A previous study was performed comparing susceptibility and distribution of H5N1 HPAIV in chickens, quail, and ducks; however, oviduct samples were not tested for antigen staining for chickens or ducks. In quail, 78% of the oviduct samples were positive for virus staining, but no details were given as to the cell types infected and which section of the reproductive tract was affected. ¹ All hens analyzed in this study after 36 hours PI for groups 2 and 3 and after 48 hours PI for group 1 presented variable levels of positive virus staining in several portions of the oviduct.

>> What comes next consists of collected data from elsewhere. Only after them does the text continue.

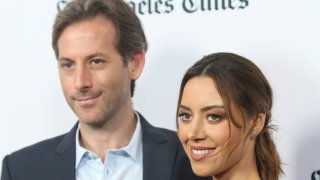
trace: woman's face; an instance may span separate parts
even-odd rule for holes
[[[248,130],[228,121],[215,82],[202,76],[190,79],[178,109],[178,135],[195,174],[219,177],[254,159],[254,142],[244,138]]]

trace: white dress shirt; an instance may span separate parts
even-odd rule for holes
[[[104,163],[95,153],[80,146],[76,133],[77,180],[142,180],[142,133],[138,113],[136,129],[129,144],[106,152]]]

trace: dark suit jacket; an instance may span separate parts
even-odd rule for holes
[[[175,132],[140,120],[144,180],[207,179],[193,174]],[[76,129],[6,156],[1,180],[75,180]]]

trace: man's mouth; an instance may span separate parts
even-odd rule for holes
[[[101,93],[97,94],[91,94],[91,95],[85,95],[85,96],[75,96],[73,97],[74,101],[76,101],[77,104],[79,104],[81,107],[88,108],[93,105],[98,100],[98,97],[101,95]]]

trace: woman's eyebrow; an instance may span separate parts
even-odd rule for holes
[[[201,108],[201,112],[206,112],[206,111],[209,111],[211,109],[224,109],[224,106],[223,105],[211,105],[211,106],[206,106],[206,107],[203,107]]]

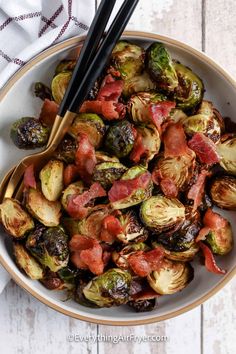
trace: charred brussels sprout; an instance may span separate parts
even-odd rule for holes
[[[134,130],[127,120],[111,125],[105,138],[105,147],[117,157],[127,156],[134,145]]]
[[[114,181],[120,179],[127,167],[120,162],[103,162],[96,165],[93,172],[93,180],[99,182],[103,188],[111,188]]]
[[[189,262],[192,261],[195,255],[199,251],[199,246],[196,242],[192,243],[192,245],[186,251],[169,251],[162,244],[157,242],[153,242],[152,246],[160,247],[162,246],[165,252],[165,257],[172,261],[181,261],[181,262]]]
[[[121,251],[112,252],[112,260],[117,267],[127,270],[129,268],[128,258],[131,254],[137,251],[149,251],[150,247],[145,245],[143,242],[133,243],[131,245],[125,246]]]
[[[230,223],[227,222],[221,229],[211,230],[206,236],[206,242],[210,245],[213,253],[221,256],[228,254],[234,244]]]
[[[194,270],[189,263],[165,259],[158,271],[147,279],[158,294],[174,294],[184,289],[193,280]]]
[[[129,301],[127,305],[132,307],[136,312],[152,311],[156,307],[156,299]]]
[[[5,198],[0,204],[0,221],[15,239],[23,238],[34,228],[33,219],[15,199]]]
[[[126,80],[140,74],[144,68],[144,49],[126,41],[120,41],[112,51],[111,62]]]
[[[13,243],[13,252],[17,265],[23,269],[28,277],[33,280],[43,278],[44,271],[42,266],[27,252],[22,244]]]
[[[154,124],[140,124],[139,126],[136,126],[135,129],[142,137],[142,145],[145,149],[144,161],[147,163],[152,160],[160,150],[160,134]]]
[[[175,89],[176,105],[183,111],[195,108],[201,101],[204,92],[202,80],[189,68],[174,63],[178,76],[178,87]]]
[[[185,207],[178,199],[157,195],[142,203],[140,217],[144,225],[157,233],[176,230],[185,220]]]
[[[66,164],[74,163],[76,149],[76,140],[68,135],[58,145],[55,157]]]
[[[82,194],[85,187],[82,181],[69,184],[69,186],[62,192],[61,204],[67,210],[68,200],[73,195]]]
[[[143,242],[148,237],[147,230],[138,221],[134,211],[128,211],[117,217],[121,223],[123,232],[116,237],[123,243]]]
[[[39,225],[29,234],[26,247],[42,265],[52,272],[57,272],[68,264],[68,236],[61,226],[46,229]]]
[[[63,162],[50,160],[40,171],[41,189],[47,200],[56,201],[63,190]]]
[[[35,149],[47,143],[49,129],[36,118],[23,117],[12,124],[10,136],[19,149]]]
[[[118,157],[111,156],[104,151],[95,151],[95,156],[98,164],[102,162],[120,162]]]
[[[196,115],[183,120],[184,131],[189,136],[203,133],[214,143],[217,143],[220,140],[222,129],[222,122],[218,117],[219,114],[214,113],[213,104],[209,101],[202,101]]]
[[[62,60],[57,65],[55,75],[65,71],[73,71],[76,65],[76,60]]]
[[[147,72],[143,72],[141,75],[133,76],[124,81],[123,95],[129,97],[137,92],[151,91],[156,88],[156,84],[152,81]]]
[[[135,123],[153,123],[150,107],[152,104],[165,101],[167,97],[154,91],[139,92],[130,97],[128,111],[131,119]]]
[[[162,43],[153,43],[147,49],[146,65],[151,77],[162,89],[173,91],[178,86],[178,77],[172,59]]]
[[[60,279],[64,282],[64,288],[73,289],[76,285],[76,281],[79,276],[79,270],[67,266],[65,268],[59,269],[57,274],[59,275]]]
[[[67,86],[69,85],[72,76],[71,71],[60,72],[54,76],[51,84],[52,96],[57,104],[60,104],[64,94],[66,92]]]
[[[221,167],[236,176],[236,136],[217,144],[217,152]]]
[[[85,133],[91,144],[98,148],[101,145],[105,130],[105,124],[97,114],[79,113],[69,129],[69,134],[77,138],[79,134]]]
[[[30,214],[45,226],[57,226],[60,222],[61,204],[51,202],[44,195],[33,188],[26,192],[26,207]]]
[[[236,209],[236,177],[222,176],[211,185],[211,198],[220,208]]]
[[[36,97],[41,98],[41,100],[45,100],[46,98],[51,101],[52,92],[49,87],[44,85],[42,82],[36,82],[34,85],[34,94]]]
[[[83,289],[85,298],[99,307],[126,304],[129,300],[131,275],[112,268],[93,278]]]

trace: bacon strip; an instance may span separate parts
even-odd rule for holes
[[[107,215],[103,219],[100,236],[102,241],[112,243],[121,232],[123,232],[123,227],[114,215]]]
[[[115,80],[110,74],[108,74],[102,82],[97,95],[97,100],[118,102],[123,87],[123,80]]]
[[[70,164],[64,168],[63,182],[66,187],[72,182],[74,182],[78,177],[79,177],[79,171],[77,166]]]
[[[215,274],[225,274],[226,270],[221,269],[215,261],[215,258],[213,256],[213,253],[211,251],[211,249],[205,245],[203,242],[198,242],[204,257],[205,257],[205,267],[206,269],[211,272],[211,273],[215,273]]]
[[[80,108],[81,113],[101,114],[106,120],[123,119],[126,107],[116,101],[84,101]]]
[[[212,209],[208,209],[204,215],[203,224],[204,227],[200,230],[196,242],[205,240],[210,231],[223,230],[227,226],[228,221],[220,214],[215,213]]]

HPAIV has been known to induce a decrease in egg production and egg quality, ^4,9 and the virus has been detected on the eggshell and also in internal components of the egg after intranasal experimental challenge ^4,9 and in the reproductive tract after natural infection, ^1,7 indicating that the virus replicates in the reproductive tract. The presence of virus alone on the surface of the egg could be due to the high replication titers in the digestive tract and contamination of the egg as it passes from the reproductive tract into the cloaca, which is shared with the digestive tract. Reports of HPAIV in albumin and yolk and also in the oviduct suggest the virus also replicates in the reproductive tract and can infect the internal contents of the egg. However, very little has been known about the dynamics of the process. The present study showed differences in pathobiology for infections with different HPAIV strains, the time to develop lesions, and also the site of preference for virus replication, with particularly strong staining in the vascular endothelia in the mucosa and muscle layer of the oviduct and also lower reproductive tract in the affected chickens in group 2 (Vn/H5N1), compared with the other groups (PA/H5N2 and Egy/H5N1), where the staining was predominantly detected in the glandular epithelial cells along the oviduct. The virus replication in the glandular epithelia of the first portions of the reproductive tract (specifically ovaries, infundibulum, magnum, and isthmus) supports the already reported presence of virus in the yolk and albumin of eggs from infected hens, and the detection of virus in the lower part (ie, shell gland and cloaca) is probably responsible for the majority of the virus detected on the eggshell surface and could be augmented by intestinal contamination into the cloaca. The present study generated important data indicating HPAIV replicates in epithelial, inflammatory, and endothelial cells in the reproductive tract of hens, and this explains the presence of virus in the yolk and albumin of eggs laid by infected hens.